At the Elliot Health System in Manchester, N.H., the seemingly abrupt decision by state lawmakers to sharply reduce hospital reimbursements led the hospital to lay off 182 people.

"For the last 10 years, we've been pretty stable and we've been able to grow," said Elliot's chief executive, Doug Dean. But faced with the loss of millions of dollars in Medicaid revenue, Dean said he had no choice but to cut jobs.

"It was simply because of the economics of Medicaid," he said.

Elliot is among a group of hospitals suing to stop the cuts.

Health-care employers are also confronting cuts to the federal Medicare program.

In July, nursing-home operators learned their reimbursements would be cut by 11 percent in October, and hospitals expect further reductions in what they are paid under the new health-care law as well as in future efforts to reduce the federal deficit.

Still, these continue to be boom times in many corners of the industry. Partners in Care, a New York nonprofit provider of home-health services, is hiring so many aides that it opened a second training center to handle the flood of new employees.

Its staff of aides has grown from 5,800 in 2006 to 9,200 today. In June, the group, part of the Visiting Nurse Service of New York, hired 374 new people, the second-biggest month in its history.

Jay Conolly, vice president of human resources at Partners in Care, said his group is benefiting, not just from the growing elderly population but also from the consolidation of nursing homes and hospitals in the New York area and a heightened interest in low-cost alternatives to inpatient care.

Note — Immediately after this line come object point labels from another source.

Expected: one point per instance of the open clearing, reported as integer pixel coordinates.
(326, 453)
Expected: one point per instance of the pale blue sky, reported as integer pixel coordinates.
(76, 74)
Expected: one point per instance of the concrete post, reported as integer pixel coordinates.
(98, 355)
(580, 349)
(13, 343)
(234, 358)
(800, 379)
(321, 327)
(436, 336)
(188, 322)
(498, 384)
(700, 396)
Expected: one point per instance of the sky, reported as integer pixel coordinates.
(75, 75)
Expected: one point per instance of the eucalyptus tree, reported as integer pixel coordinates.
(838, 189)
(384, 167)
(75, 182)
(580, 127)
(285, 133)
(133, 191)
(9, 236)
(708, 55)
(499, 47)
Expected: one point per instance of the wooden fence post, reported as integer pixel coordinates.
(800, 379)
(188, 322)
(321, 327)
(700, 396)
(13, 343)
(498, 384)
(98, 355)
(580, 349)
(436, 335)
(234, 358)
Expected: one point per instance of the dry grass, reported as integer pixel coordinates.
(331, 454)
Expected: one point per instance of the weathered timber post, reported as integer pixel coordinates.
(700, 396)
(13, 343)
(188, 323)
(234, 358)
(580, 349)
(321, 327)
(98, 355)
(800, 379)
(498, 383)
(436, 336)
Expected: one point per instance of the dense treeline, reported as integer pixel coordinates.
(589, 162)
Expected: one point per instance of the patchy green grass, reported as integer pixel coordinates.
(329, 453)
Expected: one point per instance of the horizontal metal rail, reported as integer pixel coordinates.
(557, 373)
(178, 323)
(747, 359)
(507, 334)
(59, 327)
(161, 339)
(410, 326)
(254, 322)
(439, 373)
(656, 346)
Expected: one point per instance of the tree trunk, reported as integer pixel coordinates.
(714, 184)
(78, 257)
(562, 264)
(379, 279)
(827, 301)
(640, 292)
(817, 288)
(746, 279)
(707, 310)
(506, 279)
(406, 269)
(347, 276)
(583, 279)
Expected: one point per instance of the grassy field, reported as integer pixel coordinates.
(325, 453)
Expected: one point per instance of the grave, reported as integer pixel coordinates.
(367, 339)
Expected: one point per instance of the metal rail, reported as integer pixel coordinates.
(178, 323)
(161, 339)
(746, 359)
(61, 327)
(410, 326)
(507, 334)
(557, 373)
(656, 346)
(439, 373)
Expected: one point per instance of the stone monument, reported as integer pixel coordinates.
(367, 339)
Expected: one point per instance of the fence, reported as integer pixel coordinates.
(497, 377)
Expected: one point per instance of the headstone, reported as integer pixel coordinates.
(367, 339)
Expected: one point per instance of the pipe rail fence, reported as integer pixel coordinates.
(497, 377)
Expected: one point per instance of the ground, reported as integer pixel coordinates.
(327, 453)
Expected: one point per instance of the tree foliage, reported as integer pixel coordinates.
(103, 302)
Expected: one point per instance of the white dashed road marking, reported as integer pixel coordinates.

The Bureau of Labor Statistics has predicted jobs will grow faster in home health than in any other section of the industry.

"There's never been enough home-health aides, and there never will be," Conolly said.

And many expect that when the economy rebounds, hiring will again take off, especially when more people are expected to be insured under the federal health-care law.

Geraldine Bednash, chief executive of the American Association of Colleges of Nursing, expects there is pent-up demand for their services, especially for nurse practitioners and nurse midwives, who would work in primary care.

"We are going to see this huge onslaught of need for nurses," she said. "So we're in a blip, that's all."